The 29-year-old is not blessed with great communication skills. That is not to say he is inarticulate, just that he often chooses not to articulate. Seldon has suffered the slings and arrows of outrageous media coverage and wears his wounds like a badge. Interviews are often refused and he has been called "sensitive to the point of paranoia". He is, at least, complex.

Seldon served a four and a half year jail term for an armed robbery committed as a 16-year-old on the Atlantic City Boardwalk, outside a casino where his name would later appear in lights. "I was trying to decide whether crime was what I wanted to get into, but it wasn't," he said. Indeed, imprisonment turned his life around. While incarcerated he learned to box, winning the New Jersey state prison super-heavyweight title in 1986.

But the major spur to his rehabilitation and eventual success was the shame he felt in disappointing his mother. One of three children raised in a one-parent family, Seldon bitterly regrets that Joan Graham died before she could see her son become a world champion.

"As soon as he got back to New Jersey he went to the cemetery and laid the belt across her grave so she would know what he did," his manager, Rocco DePersia, a New Jersey lawyer, said.

Success came late for Seldon, and after several setbacks. He was 28 when he surprisingly stopped Tony Tucker to win the vacant WBA title in April 1995. While his attitude towards the media has softened as his championship reign has unfolded, his distrust is still apparent.
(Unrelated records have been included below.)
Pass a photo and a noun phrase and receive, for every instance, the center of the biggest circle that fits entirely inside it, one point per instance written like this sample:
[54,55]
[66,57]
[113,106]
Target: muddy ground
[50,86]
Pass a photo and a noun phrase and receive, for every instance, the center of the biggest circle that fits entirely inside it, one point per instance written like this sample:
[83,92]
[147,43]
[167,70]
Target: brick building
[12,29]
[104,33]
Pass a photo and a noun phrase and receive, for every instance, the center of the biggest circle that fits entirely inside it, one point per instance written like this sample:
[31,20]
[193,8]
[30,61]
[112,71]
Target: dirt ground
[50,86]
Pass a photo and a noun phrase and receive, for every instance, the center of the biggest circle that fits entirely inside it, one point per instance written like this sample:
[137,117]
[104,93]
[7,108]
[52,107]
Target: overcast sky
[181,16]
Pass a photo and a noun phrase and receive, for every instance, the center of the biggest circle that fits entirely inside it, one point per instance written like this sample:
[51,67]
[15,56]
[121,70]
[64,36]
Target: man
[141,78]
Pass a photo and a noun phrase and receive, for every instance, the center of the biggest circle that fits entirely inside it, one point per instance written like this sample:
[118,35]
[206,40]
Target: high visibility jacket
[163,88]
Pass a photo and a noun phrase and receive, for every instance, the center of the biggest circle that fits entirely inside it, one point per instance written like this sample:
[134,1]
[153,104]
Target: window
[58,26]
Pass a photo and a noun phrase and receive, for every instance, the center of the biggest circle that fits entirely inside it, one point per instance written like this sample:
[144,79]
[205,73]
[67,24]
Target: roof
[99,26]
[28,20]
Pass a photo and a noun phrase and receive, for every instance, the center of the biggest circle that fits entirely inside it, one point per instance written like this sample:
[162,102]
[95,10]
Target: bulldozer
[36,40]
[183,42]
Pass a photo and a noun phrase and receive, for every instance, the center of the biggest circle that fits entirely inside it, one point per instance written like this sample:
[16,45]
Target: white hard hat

Seldon recalls vividly how he was branded a weak-chinned waster after successive stoppages by Oliver McCall and Riddick Bowe in 1991, two of the three losses he has suffered in 36 fights.

"A lot of the print media are locked in a time zone of 1991, when Bruce had those two bad fights," DePersia said. "Because Bruce hasn't been on TV the public haven't seen the way he has put his career back together."

It was a career that was going off the rails. Seldon was 18-0 as a professional before running into McCall, who used the victory as a springboard to the World Boxing Council championship. At the time, the pair were evenly matched - as party animals, if not as fighters. McCall's excesses are legend, but Seldon was once his equal. At 4am on the day he would fight McCall, Seldon could be found in a night club, having escaped through a window at his training camp. Unsurprisingly, he ran out of gas in the ninth round that evening.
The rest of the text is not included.